Lords reform shelved

Friday, 19 March 2004 12:00 AM

The government has shelved plans to scrap hereditary peerages in the House of Lords.

The remaining 92 hereditary peers will stay in the second chamber for the rest of the current Parliament, the Lord Chancellor, Lord Falconer, has said.

There was "no point committing further legislative time to this issue at this stage," he said.

Last week's vote in the second chamber to refer the Constitutional Reform Bill to a select committee demonstrated peers were obstinately opposed to the reform of the Lord Chancellor's post and the establishment of a supreme court, Lord Falconer added.

But Labour has not given up on the plan, as the abolition of hereditary peerages will be a manifesto commitment at the next general election.

Cabinet ministers took the provisional decision at Downing Street earlier on Wednesday.

The final decision will be left to a Cabinet sub-committee next week.
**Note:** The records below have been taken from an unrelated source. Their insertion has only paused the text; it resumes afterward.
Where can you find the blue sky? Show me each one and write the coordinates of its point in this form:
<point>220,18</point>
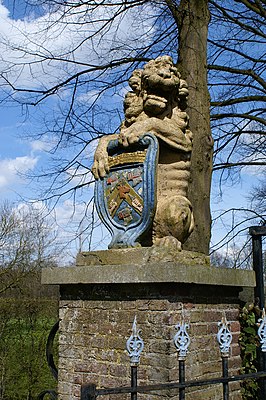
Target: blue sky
<point>17,155</point>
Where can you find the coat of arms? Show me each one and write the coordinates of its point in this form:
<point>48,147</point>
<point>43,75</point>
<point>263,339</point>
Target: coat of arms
<point>125,197</point>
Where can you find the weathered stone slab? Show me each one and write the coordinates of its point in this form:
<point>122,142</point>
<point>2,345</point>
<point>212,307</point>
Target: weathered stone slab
<point>139,266</point>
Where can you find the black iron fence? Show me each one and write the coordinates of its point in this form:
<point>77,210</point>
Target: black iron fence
<point>181,341</point>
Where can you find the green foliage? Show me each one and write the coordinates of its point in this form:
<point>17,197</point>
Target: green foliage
<point>249,343</point>
<point>24,327</point>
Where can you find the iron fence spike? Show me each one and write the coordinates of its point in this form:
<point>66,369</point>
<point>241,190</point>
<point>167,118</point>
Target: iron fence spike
<point>224,337</point>
<point>182,339</point>
<point>135,344</point>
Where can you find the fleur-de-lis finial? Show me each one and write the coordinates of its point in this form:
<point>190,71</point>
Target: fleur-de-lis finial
<point>182,339</point>
<point>262,331</point>
<point>224,337</point>
<point>135,344</point>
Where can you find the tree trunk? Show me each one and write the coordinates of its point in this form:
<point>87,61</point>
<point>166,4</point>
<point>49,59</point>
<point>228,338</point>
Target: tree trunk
<point>193,19</point>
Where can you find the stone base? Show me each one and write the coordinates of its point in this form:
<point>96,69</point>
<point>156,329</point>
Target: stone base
<point>98,305</point>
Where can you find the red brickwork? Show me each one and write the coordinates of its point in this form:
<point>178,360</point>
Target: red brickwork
<point>93,334</point>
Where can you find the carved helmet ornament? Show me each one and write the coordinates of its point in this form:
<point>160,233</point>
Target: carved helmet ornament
<point>142,173</point>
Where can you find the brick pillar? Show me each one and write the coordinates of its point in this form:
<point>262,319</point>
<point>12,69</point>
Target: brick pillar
<point>97,308</point>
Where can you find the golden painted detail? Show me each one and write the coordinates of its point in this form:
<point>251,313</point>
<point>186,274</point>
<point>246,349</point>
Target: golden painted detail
<point>126,158</point>
<point>123,192</point>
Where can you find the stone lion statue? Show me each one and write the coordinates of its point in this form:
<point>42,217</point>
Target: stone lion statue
<point>157,104</point>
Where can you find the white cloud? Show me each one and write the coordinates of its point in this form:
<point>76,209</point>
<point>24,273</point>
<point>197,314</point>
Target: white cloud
<point>67,33</point>
<point>11,168</point>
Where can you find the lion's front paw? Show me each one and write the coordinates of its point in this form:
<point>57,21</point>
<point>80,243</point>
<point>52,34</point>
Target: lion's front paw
<point>100,166</point>
<point>128,137</point>
<point>168,241</point>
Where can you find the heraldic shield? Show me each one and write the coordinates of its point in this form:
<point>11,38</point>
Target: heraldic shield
<point>125,198</point>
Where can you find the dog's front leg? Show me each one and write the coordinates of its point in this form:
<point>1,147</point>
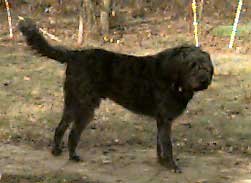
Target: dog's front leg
<point>164,144</point>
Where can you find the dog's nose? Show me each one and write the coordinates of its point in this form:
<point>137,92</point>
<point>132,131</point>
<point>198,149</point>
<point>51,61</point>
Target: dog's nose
<point>204,81</point>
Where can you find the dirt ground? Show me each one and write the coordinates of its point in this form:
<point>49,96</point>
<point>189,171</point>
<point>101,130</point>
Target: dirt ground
<point>211,139</point>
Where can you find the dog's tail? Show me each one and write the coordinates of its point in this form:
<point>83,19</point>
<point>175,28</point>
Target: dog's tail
<point>37,42</point>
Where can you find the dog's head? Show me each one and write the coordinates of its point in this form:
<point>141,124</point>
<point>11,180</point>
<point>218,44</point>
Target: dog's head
<point>190,68</point>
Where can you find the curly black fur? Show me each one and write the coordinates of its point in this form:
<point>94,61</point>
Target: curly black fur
<point>159,86</point>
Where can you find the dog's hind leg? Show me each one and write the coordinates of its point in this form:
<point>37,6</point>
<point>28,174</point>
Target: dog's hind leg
<point>84,116</point>
<point>67,117</point>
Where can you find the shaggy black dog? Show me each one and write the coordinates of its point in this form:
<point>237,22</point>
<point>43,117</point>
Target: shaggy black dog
<point>159,86</point>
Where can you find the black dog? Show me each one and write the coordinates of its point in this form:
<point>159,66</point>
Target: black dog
<point>158,85</point>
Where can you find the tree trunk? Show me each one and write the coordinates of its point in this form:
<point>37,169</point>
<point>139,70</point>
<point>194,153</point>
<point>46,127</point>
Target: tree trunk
<point>81,23</point>
<point>86,13</point>
<point>104,16</point>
Last night, solicitor general, Harriet Harman, said the government would eventually win out.

"We have decided that you cannot have, in a modern democracy's legislature, people who are there by virtue of that fact that their great-great grandfather had land which were helpful to the monarch.

"We are sticking with the idea that we are going to reform the House of Lords, we are going to get rid of hereditary peers."

Shadow attorney general, Dominic Grieve, said he was " pleased" with the backdown as the reform proposals were "completely half baked."

"It is a shambles and a disgrace," he said.

"The reason why the bill was defeated was not because of the Conservatives, but because it absolutely failed to command any support right across the House of Lords from the cross-benchers and, indeed, a number of Liberal Democrat and Labour peers."